Pesquisadores da Universidade de São Paulo testaram uma abordagem que ativa somente o receptor de estrogênio beta (ERβ), em vez de repor o hormônio de forma ampla. O objetivo foi reequilibrar alterações metabólicas associadas à queda do estrogênio sem estimular tecidos reprodutivos, como útero e mamas.
O experimento foi realizado em ratas com os ovários removidos, em um modelo semelhante à menopausa. Com uma droga experimental, os pesquisadores ativaram o ERβ, descrito no estudo como um regulador do metabolismo que não estimula tecidos reprodutivos.
Segundo os resultados, a estratégia normalizou a glicemia de jejum e o perfil de gorduras no sangue, além de reduzir o tamanho das células de gordura. Também foram observadas melhorias nas ilhotas pancreáticas, no fígado e nos níveis de colesterol, triglicerídeos e ácidos graxos livres. O tratamento não produziu efeitos no útero, mas não impediu o ganho de peso associado à menopausa.

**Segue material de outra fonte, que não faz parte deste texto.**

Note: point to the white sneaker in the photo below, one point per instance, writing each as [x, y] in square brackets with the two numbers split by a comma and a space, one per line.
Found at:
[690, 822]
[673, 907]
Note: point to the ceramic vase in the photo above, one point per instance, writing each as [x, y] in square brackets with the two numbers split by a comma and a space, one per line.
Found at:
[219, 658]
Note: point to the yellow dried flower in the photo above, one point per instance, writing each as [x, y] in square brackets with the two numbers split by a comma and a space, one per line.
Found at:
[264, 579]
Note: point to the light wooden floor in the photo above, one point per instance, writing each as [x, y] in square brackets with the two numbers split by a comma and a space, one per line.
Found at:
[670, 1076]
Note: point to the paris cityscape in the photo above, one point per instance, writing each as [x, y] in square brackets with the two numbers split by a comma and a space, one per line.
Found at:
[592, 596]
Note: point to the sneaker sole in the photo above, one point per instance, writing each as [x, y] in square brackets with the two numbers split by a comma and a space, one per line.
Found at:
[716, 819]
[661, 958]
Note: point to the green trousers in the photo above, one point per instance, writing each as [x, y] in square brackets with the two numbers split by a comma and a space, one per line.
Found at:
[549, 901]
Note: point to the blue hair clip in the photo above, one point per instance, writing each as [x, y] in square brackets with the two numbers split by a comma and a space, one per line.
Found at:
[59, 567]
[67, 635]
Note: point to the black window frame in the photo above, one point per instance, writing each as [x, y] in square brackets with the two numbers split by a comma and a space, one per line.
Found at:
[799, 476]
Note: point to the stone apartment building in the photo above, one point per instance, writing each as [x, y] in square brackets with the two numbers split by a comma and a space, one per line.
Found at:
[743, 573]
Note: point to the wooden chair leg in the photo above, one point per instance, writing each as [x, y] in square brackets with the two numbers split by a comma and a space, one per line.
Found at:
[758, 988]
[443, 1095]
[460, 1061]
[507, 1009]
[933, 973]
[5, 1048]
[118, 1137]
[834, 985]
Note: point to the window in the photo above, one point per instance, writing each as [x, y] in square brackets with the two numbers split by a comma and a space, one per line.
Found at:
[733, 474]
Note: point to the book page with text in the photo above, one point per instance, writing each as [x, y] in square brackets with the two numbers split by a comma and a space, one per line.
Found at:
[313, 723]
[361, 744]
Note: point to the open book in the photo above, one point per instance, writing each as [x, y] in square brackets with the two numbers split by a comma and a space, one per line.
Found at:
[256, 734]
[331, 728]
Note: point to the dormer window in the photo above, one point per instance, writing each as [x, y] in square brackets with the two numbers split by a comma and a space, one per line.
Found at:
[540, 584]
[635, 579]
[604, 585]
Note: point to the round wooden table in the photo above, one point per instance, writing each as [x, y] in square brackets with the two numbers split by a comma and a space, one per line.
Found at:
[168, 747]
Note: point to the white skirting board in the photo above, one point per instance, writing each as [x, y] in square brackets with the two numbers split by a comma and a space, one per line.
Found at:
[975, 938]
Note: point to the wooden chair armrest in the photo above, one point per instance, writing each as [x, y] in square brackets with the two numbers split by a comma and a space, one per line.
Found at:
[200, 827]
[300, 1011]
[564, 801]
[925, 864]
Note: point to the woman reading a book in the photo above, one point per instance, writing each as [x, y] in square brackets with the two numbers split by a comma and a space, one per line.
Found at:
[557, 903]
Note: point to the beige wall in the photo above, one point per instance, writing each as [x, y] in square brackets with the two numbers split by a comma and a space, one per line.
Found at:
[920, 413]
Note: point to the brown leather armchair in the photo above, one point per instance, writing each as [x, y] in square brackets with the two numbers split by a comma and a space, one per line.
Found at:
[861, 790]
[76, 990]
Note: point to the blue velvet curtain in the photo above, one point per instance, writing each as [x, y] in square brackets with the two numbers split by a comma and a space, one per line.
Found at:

A pesquisa teve como foco o fígado, que pode acumular mais gordura e apresentar alterações no colesterol durante a redução dos níveis de estrogênio. Nas células hepáticas, a ativação do ERβ aumentou a oxidação de ácidos graxos e reduziu o acúmulo de gordura, de acordo com as autoras.
As investigações continuam em um projeto financiado pela Fapesp sobre a perimenopausa. A nova etapa usará um modelo de queda gradual da reserva ovariana, em vez da remoção abrupta dos ovários, para acompanhar as mudanças hormonais ao longo do processo e buscar novos alvos terapêuticos.